Por un momento me quedo absorta mirando sus labios, su risa ronca junto al movimiento de su boca, me toma desprevenida.

—Soy Aiden Reed, tengo veinte años y soy huésped de este hotel. Mi habitación es la 845, puedes comprobarlo —dice y me guiña un ojo.

Me da gracia su descaro y le respondo, presentándome.

—Soy Maddison Cadwell, pero todos me llaman Maddie, también me hospedo aquí. Y lo de tu habitación, estuvo de más, no me importa cuál sea —bufo y una sonrisa se me escapa.

—Bueno, ya nos conocemos, Maddison Cadwell a la que todos llaman Maddie. Ahora, ¿vas a dejar que te ayude? —pregunta y me tiende la mano, por tercera vez.

No me queda más remedio que sonreír a su comentario y tomar su mano.

—Al fin, es verdad que a la tercera va la vencida —dice risueño, mientras me ayuda a levantar.

—En realidad, te la acepté a la segunda, pero me dejaste caer —expreso y alzo los hombros con despreocupación.

—Chica fácil, entonces, ¿eh? —responde como si nada, pero lo acompaña con un gesto jocoso.

—Ya quisieras. —Es mi respuesta ante su insinuación, él hace un gesto de afirmación mientras recorre mi cuerpo con los ojos.

—La verdad es que sí. Me encantaría —responde, con una mirada lasciva, pero sus ojos brillan con diversión.

Yo ruedo los míos y disimulo con indignación, lo que esa mirada caliente me hizo sentir.

Vamos caminando lentamente hacia el hotel, yo dando saltitos y él cargando con casi todo mi peso. Nuestra cercanía me provoca un poco de calor, pero me digo que es del esfuerzo que estoy haciendo al saltar tanto rato.

—Por cierto, ¿qué buscabas? Antes de caerme, te escuché hablar solo —pregunto, un tanto intrigada.

—Ah, sí, verdad que eso fui a hacer a la playa. Estaba buscando la llave de mi habitación... uhm... la perdí hoy más temprano mientras...uhm...me daba un baño —responde un poco cortado y se rasca la cabeza, aturdido. Recuerdo el gemido que escuché al llegar a la playa y supongo que ese había sido su baño.
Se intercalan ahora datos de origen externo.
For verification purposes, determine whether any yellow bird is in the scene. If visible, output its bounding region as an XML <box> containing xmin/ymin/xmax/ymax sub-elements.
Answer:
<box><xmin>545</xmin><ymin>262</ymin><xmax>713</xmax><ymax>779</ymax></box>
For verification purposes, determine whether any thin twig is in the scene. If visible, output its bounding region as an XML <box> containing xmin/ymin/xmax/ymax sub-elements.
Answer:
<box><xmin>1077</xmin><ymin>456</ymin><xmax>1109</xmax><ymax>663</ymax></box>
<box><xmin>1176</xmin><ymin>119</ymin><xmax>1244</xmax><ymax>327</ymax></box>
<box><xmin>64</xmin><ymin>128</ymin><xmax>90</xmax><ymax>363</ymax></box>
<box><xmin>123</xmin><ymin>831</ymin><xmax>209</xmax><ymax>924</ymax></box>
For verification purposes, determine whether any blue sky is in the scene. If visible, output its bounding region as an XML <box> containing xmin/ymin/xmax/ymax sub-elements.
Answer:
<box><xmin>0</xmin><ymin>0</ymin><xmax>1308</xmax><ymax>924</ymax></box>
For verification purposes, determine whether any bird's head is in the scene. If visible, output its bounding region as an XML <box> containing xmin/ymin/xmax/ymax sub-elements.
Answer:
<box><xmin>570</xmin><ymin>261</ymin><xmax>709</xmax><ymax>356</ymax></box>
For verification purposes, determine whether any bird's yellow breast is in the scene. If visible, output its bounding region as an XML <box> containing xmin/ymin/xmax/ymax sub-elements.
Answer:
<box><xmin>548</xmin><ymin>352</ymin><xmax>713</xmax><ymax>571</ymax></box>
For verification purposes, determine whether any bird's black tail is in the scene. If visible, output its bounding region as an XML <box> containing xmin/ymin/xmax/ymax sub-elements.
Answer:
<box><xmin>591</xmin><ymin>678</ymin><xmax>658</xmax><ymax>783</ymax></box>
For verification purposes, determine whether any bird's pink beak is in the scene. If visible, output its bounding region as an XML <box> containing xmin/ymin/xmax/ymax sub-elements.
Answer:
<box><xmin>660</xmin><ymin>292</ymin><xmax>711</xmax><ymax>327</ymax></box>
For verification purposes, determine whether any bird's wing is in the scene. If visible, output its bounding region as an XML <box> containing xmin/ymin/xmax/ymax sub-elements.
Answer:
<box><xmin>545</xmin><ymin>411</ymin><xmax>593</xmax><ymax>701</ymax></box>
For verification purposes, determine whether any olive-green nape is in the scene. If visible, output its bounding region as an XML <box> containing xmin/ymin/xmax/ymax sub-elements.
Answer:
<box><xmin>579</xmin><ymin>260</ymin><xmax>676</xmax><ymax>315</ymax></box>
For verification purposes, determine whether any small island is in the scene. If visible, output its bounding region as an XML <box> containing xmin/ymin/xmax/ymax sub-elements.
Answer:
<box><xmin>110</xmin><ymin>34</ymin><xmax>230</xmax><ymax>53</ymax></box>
Entrecierro los ojos cuando lo miro, reflejando mis dudas.

—Ujum —digo y me hago la desentendida, porque la verdad, lo que haga con su vida sexual me da lo mismo. Luego quiero molestarlo un poco—: Pero podrías haber ido a Recepción, ahí te dan otra —digo y alzo una ceja.

—Sí, pero no lo pensé en el momento —comenta con soltura, esquivando mi mirada.

(…)

Nunca imaginé que aquel chico de hermosos y extraños ojos, llegaría a significar tanto para mí. Mientras recuerdo lo bonito de los inicios, no puedo evitar disfrutar de la experiencia; lo que fue y lo que sentí, no tiene comparación con absolutamente nada, desde entonces. Fue un principio digno de cuentos, la resolución de esos planes que no había dejado de pensar desde que llegué a ese lugar. Era mi sueño cumplido, el príncipe azul que tanto ansiaba.

Y al parecer, esas ganas de que lo fuera, nublaron mi juicio. Me dejé llevar y ese fue mi mayor error.